During the course of this mining activity, rare minerals and colorful crystals
of green and pink tourmaline were found in both the Greenlaw and Maine
Feldspar Quarries. These quarries also produced many large crystals of
transparent smoky quartz. The complexity of the mineral assemblage at Mt.
Apatite is matched by only a few other localities in Maine.
These quarries are among a small number of mineral collecting sites
in Maine that offer a combination of good public access and the possibility
of finding many different minerals. The ledges and boulders surrounding
the quarry pits show interesting geological features, including basalt
dikes cutting granite pegmatite, and interlayering of pegmatite with metamorphic
rock. The coarse pegmatite shows large, easily visible examples of several
common rock-forming mineral groups such as quartz, feldspar, and mica.
Various features around the quarries illustrate former mining techniques
and the linkages between Maine's geologic and human history.
The top of the ledge next to the park trail between the Greenlaw and
Maine Feldspar Quarries is an excellent place to show the effects of glacial
abrasion. The ledge has been scoured by rock debris dragged along at the
base of the moving glacier, forming a flat and polished surface with striations
and grooves parallel to the flow direction of the ice.
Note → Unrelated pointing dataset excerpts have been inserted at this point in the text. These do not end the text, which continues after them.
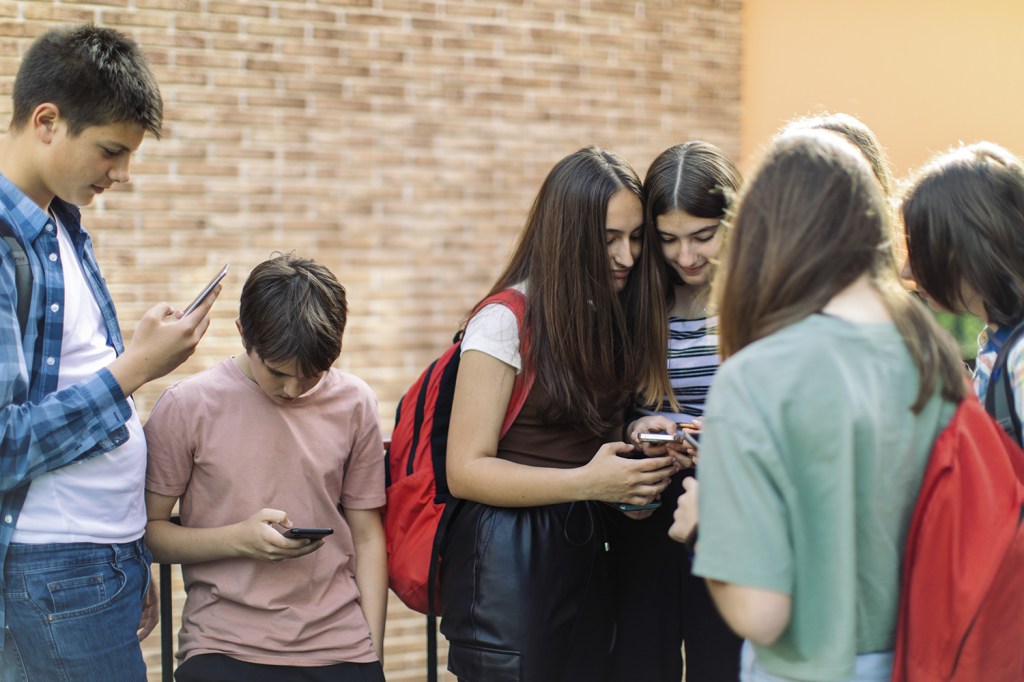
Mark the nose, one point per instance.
(686, 257)
(622, 254)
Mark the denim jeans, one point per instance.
(877, 667)
(73, 610)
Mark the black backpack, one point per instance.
(999, 396)
(23, 272)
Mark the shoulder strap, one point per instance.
(999, 396)
(23, 273)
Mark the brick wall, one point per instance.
(398, 141)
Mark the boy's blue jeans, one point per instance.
(73, 610)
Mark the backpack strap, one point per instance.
(999, 396)
(23, 273)
(515, 301)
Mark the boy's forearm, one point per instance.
(371, 570)
(371, 578)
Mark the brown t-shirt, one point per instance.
(217, 441)
(531, 441)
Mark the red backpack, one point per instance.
(962, 597)
(419, 505)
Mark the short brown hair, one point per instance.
(95, 76)
(293, 308)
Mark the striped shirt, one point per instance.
(42, 429)
(692, 363)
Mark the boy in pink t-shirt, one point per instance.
(272, 438)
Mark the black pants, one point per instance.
(524, 594)
(659, 605)
(218, 668)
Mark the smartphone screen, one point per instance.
(658, 437)
(308, 534)
(206, 290)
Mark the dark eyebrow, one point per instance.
(714, 225)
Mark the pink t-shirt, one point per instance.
(226, 450)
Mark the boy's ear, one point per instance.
(44, 121)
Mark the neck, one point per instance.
(16, 166)
(690, 302)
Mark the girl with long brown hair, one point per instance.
(524, 585)
(660, 606)
(964, 216)
(835, 383)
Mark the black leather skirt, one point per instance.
(524, 593)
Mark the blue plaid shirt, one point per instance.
(42, 429)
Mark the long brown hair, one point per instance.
(964, 217)
(694, 177)
(811, 221)
(588, 342)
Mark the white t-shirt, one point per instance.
(99, 500)
(495, 331)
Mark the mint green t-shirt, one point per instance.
(810, 465)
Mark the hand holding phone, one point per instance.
(206, 291)
(658, 437)
(307, 534)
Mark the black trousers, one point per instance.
(219, 668)
(524, 594)
(659, 605)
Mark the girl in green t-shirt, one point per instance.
(835, 383)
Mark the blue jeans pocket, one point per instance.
(67, 593)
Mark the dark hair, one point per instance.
(694, 177)
(95, 77)
(293, 308)
(810, 222)
(588, 342)
(857, 132)
(964, 218)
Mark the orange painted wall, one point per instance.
(923, 74)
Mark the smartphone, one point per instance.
(206, 290)
(658, 437)
(692, 438)
(308, 534)
(626, 507)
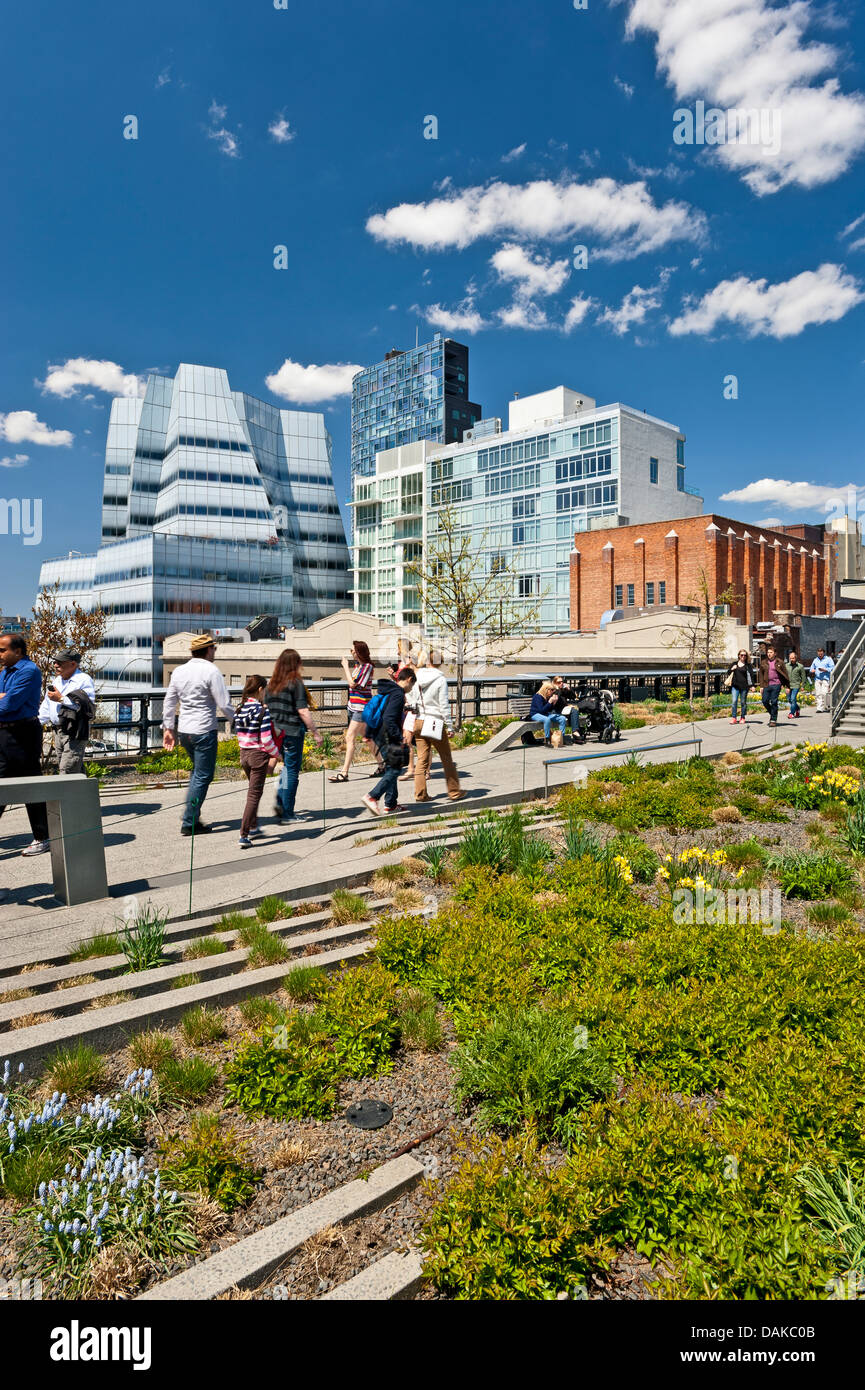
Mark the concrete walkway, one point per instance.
(149, 861)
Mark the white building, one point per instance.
(563, 464)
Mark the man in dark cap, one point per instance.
(70, 705)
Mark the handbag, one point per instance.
(431, 726)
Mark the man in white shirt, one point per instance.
(57, 698)
(821, 669)
(200, 691)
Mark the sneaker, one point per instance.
(36, 847)
(200, 829)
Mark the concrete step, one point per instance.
(252, 1260)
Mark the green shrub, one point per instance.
(812, 875)
(531, 1066)
(359, 1012)
(296, 1080)
(212, 1159)
(185, 1079)
(199, 1026)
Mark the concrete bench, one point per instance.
(78, 854)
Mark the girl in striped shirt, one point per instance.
(259, 752)
(360, 692)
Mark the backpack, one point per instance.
(373, 710)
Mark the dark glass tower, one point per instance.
(419, 394)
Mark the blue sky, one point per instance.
(305, 127)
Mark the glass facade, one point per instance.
(422, 394)
(216, 508)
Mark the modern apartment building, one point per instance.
(419, 394)
(216, 508)
(563, 464)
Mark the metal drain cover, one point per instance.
(369, 1114)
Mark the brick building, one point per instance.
(648, 566)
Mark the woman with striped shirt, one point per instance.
(259, 752)
(360, 692)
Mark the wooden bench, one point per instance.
(78, 854)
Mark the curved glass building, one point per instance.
(216, 508)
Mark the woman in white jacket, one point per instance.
(433, 709)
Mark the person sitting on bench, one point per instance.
(544, 710)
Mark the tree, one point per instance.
(57, 626)
(702, 635)
(469, 613)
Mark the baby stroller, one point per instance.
(595, 713)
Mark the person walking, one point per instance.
(198, 687)
(20, 729)
(360, 691)
(288, 704)
(739, 680)
(569, 705)
(797, 679)
(821, 672)
(388, 708)
(544, 710)
(772, 676)
(68, 706)
(259, 752)
(433, 715)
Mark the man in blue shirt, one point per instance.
(20, 729)
(821, 669)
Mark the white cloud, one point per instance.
(783, 310)
(465, 319)
(632, 310)
(309, 385)
(227, 139)
(793, 496)
(22, 427)
(577, 312)
(523, 313)
(753, 54)
(85, 371)
(531, 277)
(622, 217)
(280, 129)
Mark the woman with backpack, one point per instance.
(259, 752)
(360, 692)
(739, 680)
(289, 712)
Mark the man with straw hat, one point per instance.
(199, 688)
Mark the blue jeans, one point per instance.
(387, 787)
(292, 756)
(548, 720)
(202, 751)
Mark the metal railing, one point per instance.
(134, 720)
(847, 674)
(611, 752)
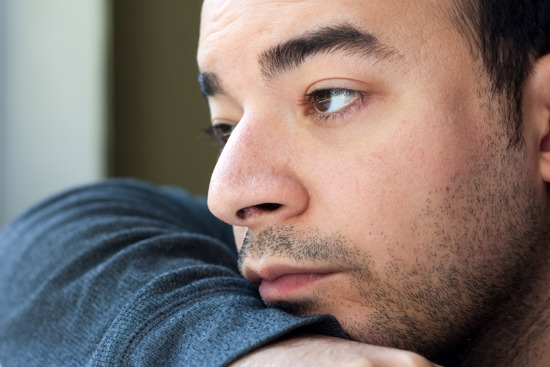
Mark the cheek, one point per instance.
(389, 186)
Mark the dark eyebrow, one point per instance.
(340, 38)
(209, 84)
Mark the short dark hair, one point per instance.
(509, 36)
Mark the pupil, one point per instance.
(322, 100)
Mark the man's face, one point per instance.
(367, 164)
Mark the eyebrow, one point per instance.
(289, 55)
(343, 38)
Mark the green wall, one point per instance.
(156, 109)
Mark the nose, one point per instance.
(255, 182)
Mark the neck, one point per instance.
(519, 332)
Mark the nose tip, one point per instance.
(256, 182)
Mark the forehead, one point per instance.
(234, 30)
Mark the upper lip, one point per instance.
(271, 272)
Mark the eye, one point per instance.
(220, 132)
(331, 101)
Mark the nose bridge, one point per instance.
(255, 174)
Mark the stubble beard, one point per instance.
(434, 306)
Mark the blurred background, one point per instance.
(99, 88)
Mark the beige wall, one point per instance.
(157, 110)
(52, 98)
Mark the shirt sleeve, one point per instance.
(122, 273)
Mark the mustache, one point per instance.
(299, 246)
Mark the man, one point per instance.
(380, 166)
(385, 162)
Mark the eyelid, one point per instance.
(220, 130)
(337, 87)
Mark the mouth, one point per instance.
(291, 286)
(278, 283)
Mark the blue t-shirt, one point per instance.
(122, 273)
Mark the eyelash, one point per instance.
(309, 100)
(221, 132)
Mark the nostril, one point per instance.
(252, 211)
(269, 207)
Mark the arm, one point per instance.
(123, 273)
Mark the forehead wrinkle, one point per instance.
(340, 38)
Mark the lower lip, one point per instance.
(290, 285)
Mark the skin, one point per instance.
(414, 222)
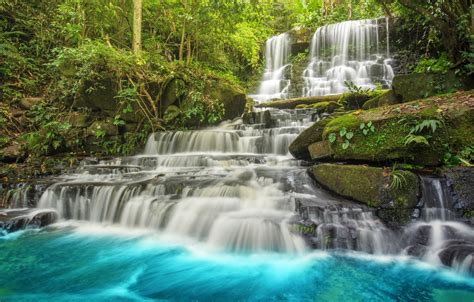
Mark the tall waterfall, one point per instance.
(349, 51)
(276, 81)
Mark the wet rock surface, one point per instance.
(12, 220)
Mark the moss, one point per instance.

Late-glacial marine
sand deposits and dunes composed of windblown sand can be seen at the base
of Mt. Apatite.
|Permission: Mount Apatite Park is owned and administered
by the City of Auburn. It is open to the public, and no special permission
to visit is required. Further information, including a detailed map of
the park and its trail system, is available from the Auburn Parks &
Recreation Department (207-333-6601 X2108).
Location: Town of Auburn in the Minot quadrangle. Abandoned
quarries within the park are located on the southeast side of Mt. Apatite,
north of Route 11/121, between Hatch Road and Garfield Road (see map).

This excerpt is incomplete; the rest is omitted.